Hier wird im Wesentlichen die fachliche Ausbildung noch um die Faktoren Kenntnisse und Erfahrungen erweitert. Also um das individuelle Potenzial. Und das bringt es dem Bild einer Fachkraft ein ordentliches Stück näher.

Ein wirklicher
Nutzen entsteht erst dann, wenn das Potenzial vorhanden ist, eine
gestellte Aufgabe entsprechend zu lösen.

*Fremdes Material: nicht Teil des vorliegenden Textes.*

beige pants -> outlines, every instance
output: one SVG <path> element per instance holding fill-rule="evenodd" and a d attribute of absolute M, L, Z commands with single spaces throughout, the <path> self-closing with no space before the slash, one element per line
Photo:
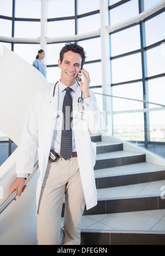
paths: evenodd
<path fill-rule="evenodd" d="M 64 195 L 64 231 L 61 213 Z M 85 205 L 78 158 L 48 161 L 38 211 L 38 244 L 80 244 Z"/>

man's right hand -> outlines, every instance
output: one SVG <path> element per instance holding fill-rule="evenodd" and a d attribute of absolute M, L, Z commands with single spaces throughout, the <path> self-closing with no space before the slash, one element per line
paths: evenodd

Dabei kommt es nicht in
erster Linie auf einen etwaigen Abschluss an, stattdessen auf die
Fähigkeiten das Gelernte anzuwenden, sich in ein Thema einzuarbeiten
beziehungsweise die Zusammenhänge zu erfassen und sich somit
passende Unterstützung zu suchen.

Deswegen lässt sich die Bedeutung des Begriffs Fachkraft wie folgt definieren: Eine Fachkraft hat das Potenzial die gestellten Aufgaben zu bewältigen.

Als Quereinsteiger sollte man sich also nicht von möglicherweise fehlenden Berufsausbildungen abschrecken lassen, diese können im Falle nachgeholt werden. Viel wichtiger ist, sich selbst das Potenzial zuzutrauen, die Aufgaben einer beruflichen Veränderung lösen zu können.